PROSPERO International prospective register of systematic reviews
Common reference-based indirect comparison meta-analysis of intravenous valproate versus intravenous phenobarbitone in generalized convulsive status epilepticus
Francesco Brigo, Luigi Giuseppe Bongiovanni, Raffaele Nardone, Paolo Manganotti
Citation
Francesco Brigo, Luigi Giuseppe Bongiovanni, Raffaele Nardone, Paolo Manganotti. Common reference-based indirect comparison meta-analysis of intravenous valproate versus intravenous phenobarbitone in generalized convulsive status epilepticus.
PROSPERO
2012:CRD42012003104
Available from http://www.crd.york.ac.uk/PROSPERO/display_record.asp?ID=CRD42012003104
Review question(s)
We decided to undertake a systematic review with meta-analysis of intravenouse Valproate (IV VPA) compared with intravenous phenytoin (IV PHT) in the treatment of established generalized convulsive status epilepticus (GCSE) in patients of any age, indirectly estimating its efficacy and safety compared with intrvaneous phenobarbitone (IV PB) in a common-reference based indirect comparison meta-analysis. Aim of this study was therefore to provide further data on the antiepileptic role of IV VPA in the treatment of GCSE evaluating whether an indirect comparison meta-analysis may be considered a reliable tool whose results are consistent with direct head-to-head RCTs (Malamiri et al., 2012). This protocol will describe the methods and processes used with the level of detail and transparency required to report systematic reviews as described in the PRISMA guidance (http://www.prisma-statement.org/) (Liberati et al., 2009).
Searches
We will update the search results using the same strategies outlinedd in previously published systematic reviews (Prasad et al., 2005; Brigo et al., 2012), assessing methodological quality of RCTs not previously included using the same methods adopted in Brigo et al., 2012.
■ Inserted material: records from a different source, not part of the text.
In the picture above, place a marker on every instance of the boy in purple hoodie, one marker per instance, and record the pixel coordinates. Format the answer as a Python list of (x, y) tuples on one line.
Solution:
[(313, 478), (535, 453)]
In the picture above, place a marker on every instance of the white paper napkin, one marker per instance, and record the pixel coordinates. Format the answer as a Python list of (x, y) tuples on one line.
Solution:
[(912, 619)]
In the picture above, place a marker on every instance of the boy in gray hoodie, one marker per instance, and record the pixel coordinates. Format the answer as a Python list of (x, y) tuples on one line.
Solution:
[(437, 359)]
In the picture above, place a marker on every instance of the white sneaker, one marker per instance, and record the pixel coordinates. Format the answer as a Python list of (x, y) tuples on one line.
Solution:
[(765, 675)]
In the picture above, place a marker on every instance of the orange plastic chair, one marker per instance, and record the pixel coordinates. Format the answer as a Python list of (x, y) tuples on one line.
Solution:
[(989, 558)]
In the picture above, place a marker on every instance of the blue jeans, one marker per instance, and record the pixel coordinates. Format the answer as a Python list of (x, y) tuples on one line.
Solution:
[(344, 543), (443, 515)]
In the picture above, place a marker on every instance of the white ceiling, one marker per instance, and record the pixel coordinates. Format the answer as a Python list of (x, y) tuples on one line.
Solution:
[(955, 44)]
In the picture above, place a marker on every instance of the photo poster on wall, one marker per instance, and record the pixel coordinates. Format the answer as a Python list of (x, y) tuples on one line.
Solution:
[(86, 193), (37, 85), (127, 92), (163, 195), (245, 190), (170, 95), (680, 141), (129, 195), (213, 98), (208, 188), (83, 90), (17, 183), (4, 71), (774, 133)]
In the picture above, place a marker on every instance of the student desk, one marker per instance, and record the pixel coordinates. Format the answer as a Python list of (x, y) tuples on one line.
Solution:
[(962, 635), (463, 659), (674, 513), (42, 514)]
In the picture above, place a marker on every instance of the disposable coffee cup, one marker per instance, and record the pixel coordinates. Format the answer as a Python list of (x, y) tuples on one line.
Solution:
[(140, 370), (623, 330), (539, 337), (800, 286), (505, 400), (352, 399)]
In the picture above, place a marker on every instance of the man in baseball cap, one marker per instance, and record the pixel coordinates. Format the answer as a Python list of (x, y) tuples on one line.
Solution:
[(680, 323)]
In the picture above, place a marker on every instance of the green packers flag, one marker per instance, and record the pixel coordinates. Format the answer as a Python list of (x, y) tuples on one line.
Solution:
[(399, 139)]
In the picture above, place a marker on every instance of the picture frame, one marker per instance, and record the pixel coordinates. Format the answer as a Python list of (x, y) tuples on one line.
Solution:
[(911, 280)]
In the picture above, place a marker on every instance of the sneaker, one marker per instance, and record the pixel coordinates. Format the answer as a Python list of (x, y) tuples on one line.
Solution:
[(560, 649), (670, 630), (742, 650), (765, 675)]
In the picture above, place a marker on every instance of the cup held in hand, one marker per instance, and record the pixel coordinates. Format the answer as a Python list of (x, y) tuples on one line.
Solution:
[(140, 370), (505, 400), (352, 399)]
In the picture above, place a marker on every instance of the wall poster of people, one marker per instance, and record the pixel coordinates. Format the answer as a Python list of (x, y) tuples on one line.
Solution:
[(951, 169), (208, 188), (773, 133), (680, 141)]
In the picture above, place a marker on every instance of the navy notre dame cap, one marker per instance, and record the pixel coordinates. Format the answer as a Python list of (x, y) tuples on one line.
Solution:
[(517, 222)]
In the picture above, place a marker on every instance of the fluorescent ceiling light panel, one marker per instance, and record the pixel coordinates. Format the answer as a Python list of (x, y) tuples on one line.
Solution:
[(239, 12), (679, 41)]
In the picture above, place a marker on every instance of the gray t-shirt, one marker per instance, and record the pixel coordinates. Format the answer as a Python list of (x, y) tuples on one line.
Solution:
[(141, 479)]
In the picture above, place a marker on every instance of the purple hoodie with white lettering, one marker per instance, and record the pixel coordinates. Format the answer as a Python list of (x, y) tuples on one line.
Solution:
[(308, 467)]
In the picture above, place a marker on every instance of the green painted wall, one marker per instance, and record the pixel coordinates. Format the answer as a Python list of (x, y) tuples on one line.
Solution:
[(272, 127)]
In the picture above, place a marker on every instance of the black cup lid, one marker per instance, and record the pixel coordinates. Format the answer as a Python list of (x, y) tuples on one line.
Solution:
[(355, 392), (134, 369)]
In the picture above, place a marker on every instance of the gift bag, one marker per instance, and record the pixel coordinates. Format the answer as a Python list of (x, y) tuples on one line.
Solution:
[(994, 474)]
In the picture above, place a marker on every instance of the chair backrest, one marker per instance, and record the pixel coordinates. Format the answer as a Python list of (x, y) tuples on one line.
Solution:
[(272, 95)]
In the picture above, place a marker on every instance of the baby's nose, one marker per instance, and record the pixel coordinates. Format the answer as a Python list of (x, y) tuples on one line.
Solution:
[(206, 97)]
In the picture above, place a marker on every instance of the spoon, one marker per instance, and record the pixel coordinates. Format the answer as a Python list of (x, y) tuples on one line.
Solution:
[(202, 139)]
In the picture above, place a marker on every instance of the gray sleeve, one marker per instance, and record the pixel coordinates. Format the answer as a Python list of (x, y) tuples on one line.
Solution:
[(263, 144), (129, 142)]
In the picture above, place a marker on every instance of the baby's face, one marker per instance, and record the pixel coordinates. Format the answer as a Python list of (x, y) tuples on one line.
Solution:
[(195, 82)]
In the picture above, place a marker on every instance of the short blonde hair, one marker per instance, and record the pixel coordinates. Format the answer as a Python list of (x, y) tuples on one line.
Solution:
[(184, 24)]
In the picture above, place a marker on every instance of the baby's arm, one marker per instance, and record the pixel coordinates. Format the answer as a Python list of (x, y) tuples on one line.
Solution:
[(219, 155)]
We will consider all trials in which IV VPA and IV PB will be compared with IV PHT and which have been included in previously published systematic reviews (Prasad et al., 2005; Brigo et al., 2012). Trials will not be excluded on the basis of dose, duration of treatment, or length of follow-up.
Types of study to be included
We will include randomized controlled trials, blinded or unblinded. Uncontrolled and non-randomized trials will be excluded. Patients of any age presenting to a hospital or emergency medical departments, and diagnosed with GCSE at any stage, including refractory GCSE, will be included.
Condition or domain being studied
Generalized convulsive (tonic–clonic) status epilepticus (GCSE) is the most common and life-threatening form of status epilepticus (SE) (DeLorenzo et al., 1995) with an attributable mortality ranging from 3 to 35% (Cascino et al., 1996). Therefore, it represents a medical and neurologic emergency both in adults (DeLorenzo et al., 1995; Cascino et al., 1996) and in children (Berg et al., 1999; Berg et al., 2004), requiring rapid intervention with anti-epileptic treatment.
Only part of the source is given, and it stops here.